In each protocol, specific concentrations of the freshly prepared EDC and sulfo-NHS solutions were mixed and left to react for half an hour. Then the Osteocalcin antibody was added to the solution and incubated for 2.5 hours. The complex was finally added to the GSH-capped AuNP solution and left to react for another hour. After each step, the solution was mixed using a fixed-speed vortex mixer. All the above mentioned procedures, mixing and incubating, was done at room temperature.

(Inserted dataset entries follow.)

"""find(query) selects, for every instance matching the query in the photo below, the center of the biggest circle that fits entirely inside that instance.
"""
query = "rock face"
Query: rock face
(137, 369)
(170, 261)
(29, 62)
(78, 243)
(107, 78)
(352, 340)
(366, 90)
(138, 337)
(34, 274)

Functionality of AuNP/Ab nanocomplex

The reactivity of the AuNP/Ab nanoconjugates prepared using different protocols was tested using osteocalcin protein, herein referred to as the antigen (Ag). This was done by dropping 3 µL of the AuNP/Ab nanoconjugates on a gold SPE and waiting for an hour to dry. 20 µl of 0.2% BSA solution in PBS buffer was added to block the unreacted active functional groups. The electrode was then rinsed for 3 min with 0.1 M PBS to eliminate non-specific bindings. The baseline DPV plots were then recorded in 0.1 mM K3[Fe(CN)6] for each nanoconjugate.

Thereafter 3 µL of the Osteocalcin antigen was dropped on the modified electrodes and left to react for 0.5, 1, 2, 5, 10 and 20 hours. The second DPVs were then plotted.